Social Physics (Gladwell) WWI (labeled)
A Buchanan-Gladwell model (2001) of social physics, defined by concepts including: social heat, tipping points, activation energy, connectors, six degrees, Dunbar numbers, etc.; the above diagram showing how the rubbing of Bosnia with Austria-Hungray created "social friction" which on 28 Jun 1914 produced enough heat (or social heat) to "spark" the flame or social combustion of the first world war. [3]
In hmolscience, social combustion refers to the combustion of a society, social system, or two societies reacting together.

Technically, to clarify, combustion, by standard definition, is a chemical reaction in which a substance, typically a hydrocarbon structure, e.g. wood, coal, gasoline, or methane CH3, etc., reacts rapidly with oxygen with the production of heat and light; social combustions are scaled up version of this basic model, wherein the chemical substances are social systems of humans who react rapidly in an oxygen environment with other social systems, societies, or groups.

In 1858, Henry Carey seems to have touched on “combustion” in respect to societies or people, defined as molecules, in societies reacting similar to how coal or wood react with oxygen to produce heat (or social heat) and flame. [1]

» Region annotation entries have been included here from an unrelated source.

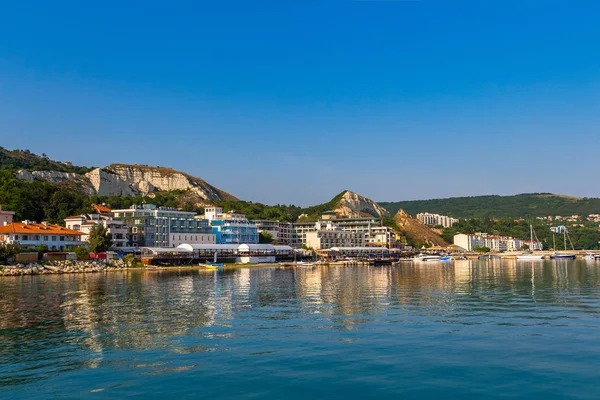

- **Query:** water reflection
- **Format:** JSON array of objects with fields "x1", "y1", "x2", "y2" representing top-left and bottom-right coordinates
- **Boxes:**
[{"x1": 0, "y1": 260, "x2": 600, "y2": 394}]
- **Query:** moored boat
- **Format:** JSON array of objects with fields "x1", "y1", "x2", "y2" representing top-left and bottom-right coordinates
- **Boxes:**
[
  {"x1": 411, "y1": 253, "x2": 442, "y2": 262},
  {"x1": 517, "y1": 225, "x2": 544, "y2": 261}
]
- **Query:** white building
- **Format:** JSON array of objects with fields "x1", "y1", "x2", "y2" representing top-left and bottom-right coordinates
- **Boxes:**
[
  {"x1": 291, "y1": 213, "x2": 398, "y2": 248},
  {"x1": 417, "y1": 213, "x2": 458, "y2": 228},
  {"x1": 0, "y1": 221, "x2": 85, "y2": 251},
  {"x1": 454, "y1": 233, "x2": 544, "y2": 251},
  {"x1": 65, "y1": 214, "x2": 128, "y2": 251},
  {"x1": 111, "y1": 204, "x2": 216, "y2": 248},
  {"x1": 0, "y1": 207, "x2": 15, "y2": 226},
  {"x1": 306, "y1": 229, "x2": 365, "y2": 250},
  {"x1": 203, "y1": 207, "x2": 259, "y2": 244},
  {"x1": 250, "y1": 219, "x2": 292, "y2": 245}
]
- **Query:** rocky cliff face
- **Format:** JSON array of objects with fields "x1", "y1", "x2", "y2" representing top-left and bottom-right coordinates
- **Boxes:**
[
  {"x1": 394, "y1": 209, "x2": 448, "y2": 246},
  {"x1": 16, "y1": 164, "x2": 235, "y2": 202},
  {"x1": 332, "y1": 190, "x2": 389, "y2": 218}
]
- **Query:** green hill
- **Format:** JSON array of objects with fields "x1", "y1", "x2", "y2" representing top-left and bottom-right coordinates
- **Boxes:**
[
  {"x1": 0, "y1": 147, "x2": 92, "y2": 174},
  {"x1": 379, "y1": 193, "x2": 600, "y2": 218}
]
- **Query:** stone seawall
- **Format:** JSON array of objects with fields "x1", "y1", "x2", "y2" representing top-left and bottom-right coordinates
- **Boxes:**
[{"x1": 0, "y1": 260, "x2": 129, "y2": 276}]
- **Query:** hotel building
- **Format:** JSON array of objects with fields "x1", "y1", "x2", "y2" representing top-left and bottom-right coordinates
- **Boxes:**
[
  {"x1": 111, "y1": 204, "x2": 216, "y2": 247},
  {"x1": 0, "y1": 220, "x2": 84, "y2": 251}
]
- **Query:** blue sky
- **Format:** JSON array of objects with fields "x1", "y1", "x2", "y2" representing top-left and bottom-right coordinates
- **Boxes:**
[{"x1": 0, "y1": 0, "x2": 600, "y2": 205}]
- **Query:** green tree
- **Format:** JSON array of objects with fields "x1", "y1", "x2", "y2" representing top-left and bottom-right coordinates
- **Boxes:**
[
  {"x1": 73, "y1": 246, "x2": 90, "y2": 260},
  {"x1": 258, "y1": 232, "x2": 273, "y2": 244},
  {"x1": 473, "y1": 246, "x2": 492, "y2": 253},
  {"x1": 88, "y1": 224, "x2": 112, "y2": 253},
  {"x1": 0, "y1": 242, "x2": 19, "y2": 262}
]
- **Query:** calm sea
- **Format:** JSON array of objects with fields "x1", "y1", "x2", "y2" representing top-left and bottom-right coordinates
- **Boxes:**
[{"x1": 0, "y1": 260, "x2": 600, "y2": 399}]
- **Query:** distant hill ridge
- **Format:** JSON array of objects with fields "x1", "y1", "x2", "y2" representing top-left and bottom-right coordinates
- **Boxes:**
[{"x1": 379, "y1": 193, "x2": 600, "y2": 218}]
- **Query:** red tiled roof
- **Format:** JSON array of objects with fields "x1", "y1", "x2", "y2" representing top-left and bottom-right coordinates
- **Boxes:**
[
  {"x1": 92, "y1": 204, "x2": 110, "y2": 214},
  {"x1": 0, "y1": 222, "x2": 81, "y2": 236}
]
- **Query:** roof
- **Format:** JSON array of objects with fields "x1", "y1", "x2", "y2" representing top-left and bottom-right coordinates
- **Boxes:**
[
  {"x1": 0, "y1": 222, "x2": 81, "y2": 236},
  {"x1": 329, "y1": 247, "x2": 390, "y2": 253},
  {"x1": 238, "y1": 244, "x2": 275, "y2": 251},
  {"x1": 177, "y1": 243, "x2": 240, "y2": 250},
  {"x1": 92, "y1": 204, "x2": 110, "y2": 214},
  {"x1": 65, "y1": 215, "x2": 85, "y2": 220},
  {"x1": 140, "y1": 247, "x2": 191, "y2": 254}
]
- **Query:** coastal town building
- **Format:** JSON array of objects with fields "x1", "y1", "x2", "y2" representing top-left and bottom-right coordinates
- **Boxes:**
[
  {"x1": 0, "y1": 220, "x2": 84, "y2": 251},
  {"x1": 65, "y1": 214, "x2": 128, "y2": 251},
  {"x1": 290, "y1": 213, "x2": 400, "y2": 248},
  {"x1": 111, "y1": 204, "x2": 216, "y2": 248},
  {"x1": 203, "y1": 207, "x2": 259, "y2": 244},
  {"x1": 0, "y1": 207, "x2": 15, "y2": 226},
  {"x1": 417, "y1": 213, "x2": 458, "y2": 228},
  {"x1": 306, "y1": 229, "x2": 365, "y2": 250},
  {"x1": 250, "y1": 219, "x2": 292, "y2": 245},
  {"x1": 454, "y1": 233, "x2": 544, "y2": 252}
]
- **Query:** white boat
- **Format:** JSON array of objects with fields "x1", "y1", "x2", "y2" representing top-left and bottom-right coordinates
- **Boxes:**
[
  {"x1": 517, "y1": 225, "x2": 544, "y2": 261},
  {"x1": 550, "y1": 226, "x2": 577, "y2": 260},
  {"x1": 411, "y1": 253, "x2": 442, "y2": 262}
]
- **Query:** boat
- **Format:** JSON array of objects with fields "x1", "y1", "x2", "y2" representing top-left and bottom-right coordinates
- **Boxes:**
[
  {"x1": 517, "y1": 225, "x2": 544, "y2": 261},
  {"x1": 411, "y1": 253, "x2": 442, "y2": 262},
  {"x1": 550, "y1": 227, "x2": 577, "y2": 260},
  {"x1": 199, "y1": 261, "x2": 223, "y2": 269}
]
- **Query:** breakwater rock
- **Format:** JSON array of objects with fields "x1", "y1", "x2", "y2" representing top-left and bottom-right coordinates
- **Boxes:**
[{"x1": 0, "y1": 260, "x2": 128, "y2": 276}]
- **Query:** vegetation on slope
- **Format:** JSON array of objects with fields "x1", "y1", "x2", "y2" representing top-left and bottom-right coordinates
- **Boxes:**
[
  {"x1": 0, "y1": 147, "x2": 92, "y2": 174},
  {"x1": 442, "y1": 218, "x2": 600, "y2": 250},
  {"x1": 379, "y1": 193, "x2": 600, "y2": 218}
]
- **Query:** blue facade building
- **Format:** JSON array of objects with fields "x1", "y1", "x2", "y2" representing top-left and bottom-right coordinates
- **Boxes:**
[{"x1": 204, "y1": 207, "x2": 259, "y2": 244}]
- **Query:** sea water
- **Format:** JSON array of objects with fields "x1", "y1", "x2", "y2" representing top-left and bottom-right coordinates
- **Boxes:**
[{"x1": 0, "y1": 260, "x2": 600, "y2": 399}]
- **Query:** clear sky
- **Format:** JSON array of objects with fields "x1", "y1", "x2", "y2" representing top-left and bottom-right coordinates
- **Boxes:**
[{"x1": 0, "y1": 0, "x2": 600, "y2": 205}]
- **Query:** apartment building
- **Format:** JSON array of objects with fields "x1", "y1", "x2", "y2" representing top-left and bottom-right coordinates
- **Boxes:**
[
  {"x1": 204, "y1": 207, "x2": 259, "y2": 244},
  {"x1": 250, "y1": 219, "x2": 292, "y2": 245},
  {"x1": 65, "y1": 214, "x2": 128, "y2": 251},
  {"x1": 0, "y1": 220, "x2": 84, "y2": 251},
  {"x1": 111, "y1": 204, "x2": 216, "y2": 247}
]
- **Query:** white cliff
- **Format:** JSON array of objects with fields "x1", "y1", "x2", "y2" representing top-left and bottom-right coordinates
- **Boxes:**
[
  {"x1": 15, "y1": 164, "x2": 234, "y2": 201},
  {"x1": 333, "y1": 190, "x2": 389, "y2": 218}
]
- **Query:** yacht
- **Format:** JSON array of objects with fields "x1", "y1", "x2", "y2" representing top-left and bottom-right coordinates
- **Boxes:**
[
  {"x1": 411, "y1": 253, "x2": 442, "y2": 262},
  {"x1": 517, "y1": 225, "x2": 544, "y2": 261},
  {"x1": 550, "y1": 227, "x2": 577, "y2": 260}
]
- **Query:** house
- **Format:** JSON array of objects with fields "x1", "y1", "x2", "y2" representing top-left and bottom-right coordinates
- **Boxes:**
[
  {"x1": 111, "y1": 204, "x2": 216, "y2": 248},
  {"x1": 65, "y1": 214, "x2": 127, "y2": 251},
  {"x1": 0, "y1": 207, "x2": 15, "y2": 226},
  {"x1": 203, "y1": 207, "x2": 259, "y2": 244},
  {"x1": 0, "y1": 220, "x2": 84, "y2": 251}
]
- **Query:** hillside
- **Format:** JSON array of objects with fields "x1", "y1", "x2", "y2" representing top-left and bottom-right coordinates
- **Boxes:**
[
  {"x1": 0, "y1": 147, "x2": 92, "y2": 174},
  {"x1": 394, "y1": 210, "x2": 448, "y2": 246},
  {"x1": 379, "y1": 193, "x2": 600, "y2": 218}
]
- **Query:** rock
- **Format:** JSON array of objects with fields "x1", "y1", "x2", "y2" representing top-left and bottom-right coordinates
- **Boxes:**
[
  {"x1": 15, "y1": 164, "x2": 237, "y2": 202},
  {"x1": 332, "y1": 190, "x2": 389, "y2": 218}
]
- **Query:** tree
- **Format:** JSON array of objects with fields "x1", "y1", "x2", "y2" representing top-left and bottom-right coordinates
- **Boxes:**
[
  {"x1": 258, "y1": 232, "x2": 273, "y2": 244},
  {"x1": 73, "y1": 246, "x2": 90, "y2": 260},
  {"x1": 473, "y1": 246, "x2": 492, "y2": 253},
  {"x1": 88, "y1": 224, "x2": 112, "y2": 253},
  {"x1": 0, "y1": 242, "x2": 19, "y2": 261}
]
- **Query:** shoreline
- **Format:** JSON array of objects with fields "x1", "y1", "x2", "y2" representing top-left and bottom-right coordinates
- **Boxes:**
[{"x1": 0, "y1": 261, "x2": 380, "y2": 278}]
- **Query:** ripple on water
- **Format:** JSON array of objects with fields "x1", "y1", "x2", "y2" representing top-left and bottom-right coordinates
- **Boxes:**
[{"x1": 0, "y1": 260, "x2": 600, "y2": 399}]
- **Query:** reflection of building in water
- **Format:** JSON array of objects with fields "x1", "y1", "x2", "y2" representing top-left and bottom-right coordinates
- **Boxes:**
[{"x1": 294, "y1": 268, "x2": 323, "y2": 304}]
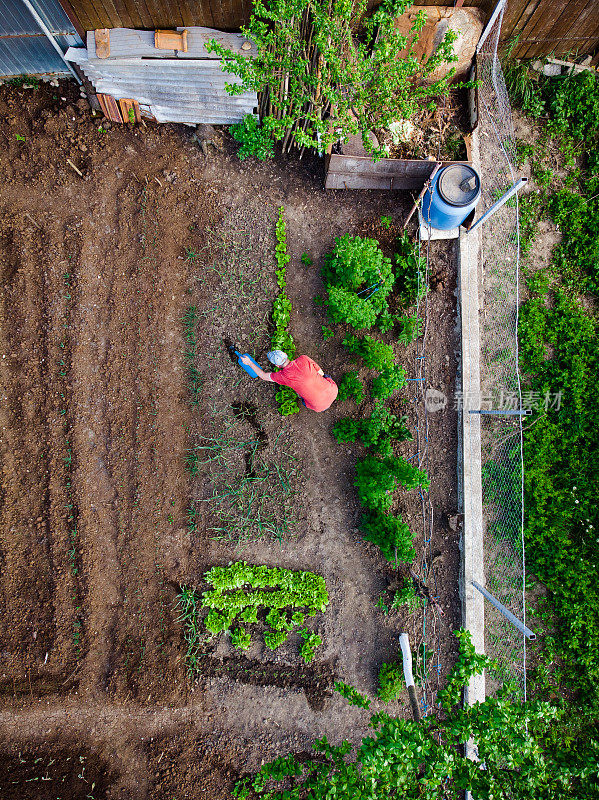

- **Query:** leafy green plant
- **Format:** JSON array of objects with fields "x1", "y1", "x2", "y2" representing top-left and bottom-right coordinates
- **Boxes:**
[
  {"x1": 337, "y1": 370, "x2": 364, "y2": 405},
  {"x1": 333, "y1": 400, "x2": 412, "y2": 456},
  {"x1": 393, "y1": 233, "x2": 426, "y2": 308},
  {"x1": 229, "y1": 114, "x2": 274, "y2": 161},
  {"x1": 343, "y1": 333, "x2": 395, "y2": 372},
  {"x1": 300, "y1": 628, "x2": 322, "y2": 664},
  {"x1": 322, "y1": 234, "x2": 394, "y2": 329},
  {"x1": 177, "y1": 561, "x2": 329, "y2": 672},
  {"x1": 361, "y1": 511, "x2": 416, "y2": 565},
  {"x1": 234, "y1": 631, "x2": 599, "y2": 800},
  {"x1": 518, "y1": 288, "x2": 599, "y2": 710},
  {"x1": 354, "y1": 455, "x2": 430, "y2": 512},
  {"x1": 372, "y1": 365, "x2": 406, "y2": 400},
  {"x1": 391, "y1": 576, "x2": 422, "y2": 610},
  {"x1": 207, "y1": 0, "x2": 466, "y2": 157},
  {"x1": 546, "y1": 189, "x2": 599, "y2": 292},
  {"x1": 231, "y1": 628, "x2": 252, "y2": 650},
  {"x1": 396, "y1": 317, "x2": 422, "y2": 347},
  {"x1": 377, "y1": 664, "x2": 406, "y2": 703},
  {"x1": 547, "y1": 70, "x2": 599, "y2": 141},
  {"x1": 501, "y1": 35, "x2": 545, "y2": 117}
]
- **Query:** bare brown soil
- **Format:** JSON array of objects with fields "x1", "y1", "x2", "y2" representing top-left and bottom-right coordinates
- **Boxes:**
[{"x1": 0, "y1": 82, "x2": 459, "y2": 800}]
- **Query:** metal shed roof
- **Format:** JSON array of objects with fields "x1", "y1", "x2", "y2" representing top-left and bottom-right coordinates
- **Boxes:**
[{"x1": 66, "y1": 31, "x2": 258, "y2": 124}]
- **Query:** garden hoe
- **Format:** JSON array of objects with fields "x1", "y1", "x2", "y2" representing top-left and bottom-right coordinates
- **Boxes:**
[{"x1": 227, "y1": 345, "x2": 260, "y2": 378}]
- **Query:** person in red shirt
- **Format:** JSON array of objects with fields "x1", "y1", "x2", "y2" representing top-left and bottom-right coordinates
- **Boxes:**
[{"x1": 241, "y1": 350, "x2": 339, "y2": 411}]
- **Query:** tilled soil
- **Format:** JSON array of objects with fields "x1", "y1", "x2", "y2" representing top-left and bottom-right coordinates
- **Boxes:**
[{"x1": 0, "y1": 82, "x2": 459, "y2": 800}]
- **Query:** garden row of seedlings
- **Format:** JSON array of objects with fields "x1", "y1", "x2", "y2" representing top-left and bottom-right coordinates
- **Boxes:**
[
  {"x1": 178, "y1": 208, "x2": 329, "y2": 676},
  {"x1": 57, "y1": 255, "x2": 83, "y2": 660},
  {"x1": 319, "y1": 225, "x2": 430, "y2": 708}
]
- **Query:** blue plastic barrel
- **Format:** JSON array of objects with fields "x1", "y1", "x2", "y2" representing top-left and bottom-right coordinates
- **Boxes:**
[{"x1": 422, "y1": 164, "x2": 480, "y2": 231}]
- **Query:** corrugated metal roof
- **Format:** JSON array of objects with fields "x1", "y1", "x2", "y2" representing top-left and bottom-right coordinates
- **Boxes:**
[
  {"x1": 66, "y1": 48, "x2": 258, "y2": 125},
  {"x1": 0, "y1": 0, "x2": 83, "y2": 75}
]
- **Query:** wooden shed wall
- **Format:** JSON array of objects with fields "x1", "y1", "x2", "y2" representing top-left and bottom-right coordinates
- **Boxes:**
[
  {"x1": 63, "y1": 0, "x2": 494, "y2": 31},
  {"x1": 501, "y1": 0, "x2": 599, "y2": 58},
  {"x1": 61, "y1": 0, "x2": 599, "y2": 58}
]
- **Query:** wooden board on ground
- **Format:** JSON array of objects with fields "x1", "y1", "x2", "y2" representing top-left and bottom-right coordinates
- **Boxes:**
[
  {"x1": 97, "y1": 94, "x2": 123, "y2": 122},
  {"x1": 86, "y1": 27, "x2": 256, "y2": 59},
  {"x1": 325, "y1": 154, "x2": 469, "y2": 190},
  {"x1": 119, "y1": 98, "x2": 141, "y2": 122},
  {"x1": 154, "y1": 28, "x2": 187, "y2": 53}
]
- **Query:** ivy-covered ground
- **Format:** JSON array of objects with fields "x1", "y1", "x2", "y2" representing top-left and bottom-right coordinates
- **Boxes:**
[{"x1": 0, "y1": 82, "x2": 460, "y2": 800}]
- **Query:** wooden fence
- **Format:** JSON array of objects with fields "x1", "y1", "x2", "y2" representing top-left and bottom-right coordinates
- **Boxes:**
[
  {"x1": 60, "y1": 0, "x2": 599, "y2": 58},
  {"x1": 501, "y1": 0, "x2": 599, "y2": 63}
]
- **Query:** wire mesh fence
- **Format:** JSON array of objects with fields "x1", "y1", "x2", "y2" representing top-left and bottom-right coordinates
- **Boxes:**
[{"x1": 476, "y1": 2, "x2": 526, "y2": 697}]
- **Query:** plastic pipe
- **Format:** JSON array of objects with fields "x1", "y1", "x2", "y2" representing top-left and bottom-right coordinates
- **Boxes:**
[
  {"x1": 472, "y1": 581, "x2": 537, "y2": 642},
  {"x1": 399, "y1": 633, "x2": 420, "y2": 720}
]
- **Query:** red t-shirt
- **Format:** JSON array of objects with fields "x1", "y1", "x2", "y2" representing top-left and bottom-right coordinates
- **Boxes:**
[{"x1": 270, "y1": 356, "x2": 339, "y2": 411}]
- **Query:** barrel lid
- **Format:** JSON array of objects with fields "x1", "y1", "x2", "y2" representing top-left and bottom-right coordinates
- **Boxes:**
[{"x1": 437, "y1": 164, "x2": 480, "y2": 208}]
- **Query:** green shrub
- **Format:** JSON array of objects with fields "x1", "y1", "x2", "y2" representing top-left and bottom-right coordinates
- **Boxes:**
[
  {"x1": 547, "y1": 70, "x2": 599, "y2": 141},
  {"x1": 337, "y1": 370, "x2": 364, "y2": 405},
  {"x1": 393, "y1": 233, "x2": 426, "y2": 308},
  {"x1": 343, "y1": 333, "x2": 395, "y2": 372},
  {"x1": 361, "y1": 511, "x2": 416, "y2": 564},
  {"x1": 547, "y1": 189, "x2": 599, "y2": 292},
  {"x1": 396, "y1": 317, "x2": 422, "y2": 347},
  {"x1": 229, "y1": 114, "x2": 274, "y2": 161},
  {"x1": 231, "y1": 628, "x2": 252, "y2": 650},
  {"x1": 518, "y1": 289, "x2": 599, "y2": 709},
  {"x1": 377, "y1": 664, "x2": 406, "y2": 703},
  {"x1": 333, "y1": 400, "x2": 412, "y2": 456},
  {"x1": 354, "y1": 455, "x2": 430, "y2": 512},
  {"x1": 300, "y1": 628, "x2": 322, "y2": 664},
  {"x1": 264, "y1": 631, "x2": 289, "y2": 650},
  {"x1": 335, "y1": 681, "x2": 370, "y2": 708},
  {"x1": 372, "y1": 366, "x2": 406, "y2": 400}
]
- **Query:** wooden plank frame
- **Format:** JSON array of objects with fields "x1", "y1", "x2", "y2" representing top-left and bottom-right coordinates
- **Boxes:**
[
  {"x1": 96, "y1": 94, "x2": 123, "y2": 122},
  {"x1": 119, "y1": 98, "x2": 141, "y2": 123},
  {"x1": 94, "y1": 28, "x2": 110, "y2": 58},
  {"x1": 154, "y1": 28, "x2": 187, "y2": 53}
]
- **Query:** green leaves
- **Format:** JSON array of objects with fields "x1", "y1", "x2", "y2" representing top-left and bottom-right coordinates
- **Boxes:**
[
  {"x1": 322, "y1": 234, "x2": 395, "y2": 330},
  {"x1": 178, "y1": 561, "x2": 329, "y2": 660},
  {"x1": 236, "y1": 631, "x2": 599, "y2": 800},
  {"x1": 343, "y1": 333, "x2": 395, "y2": 372},
  {"x1": 337, "y1": 370, "x2": 364, "y2": 404},
  {"x1": 335, "y1": 681, "x2": 370, "y2": 708},
  {"x1": 270, "y1": 206, "x2": 299, "y2": 417},
  {"x1": 372, "y1": 365, "x2": 406, "y2": 400},
  {"x1": 229, "y1": 114, "x2": 274, "y2": 161}
]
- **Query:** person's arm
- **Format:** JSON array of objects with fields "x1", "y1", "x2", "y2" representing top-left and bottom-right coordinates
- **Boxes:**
[{"x1": 240, "y1": 356, "x2": 274, "y2": 383}]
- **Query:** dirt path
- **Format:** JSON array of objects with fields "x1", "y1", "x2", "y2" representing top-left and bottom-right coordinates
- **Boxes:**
[{"x1": 0, "y1": 78, "x2": 458, "y2": 800}]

In 2001, Chinese ecological economist Wenyuan Niu, amid the growing Chinese social physics school, was proposing his so-called "social combustion theory". [2]

See also
Social activation energy
● Social friction

1. Carey, Henry C. (1858-59). The Principles of Social Science (Vol I [combustion, pg. 159], Vol II, Vol III). J.B. Lippincott & Co.
2. Niu, Wen-yuan. (2001). “Socialphysics and the warning system of China’s social stability” (abs), Bulletin of the Chinese Academy of Sciences,1, 15–20 (in Chinese).
3. (a) Buchanan, Mark. (2000). Ubiquity: Why Catastrophes Happen (pg. 3). Three Rivers Press.
(b) Gladwell, Malcolm. (2000). The Tipping Point: How Little Things can make a Big Difference. Little, Brown, and Co, 2006.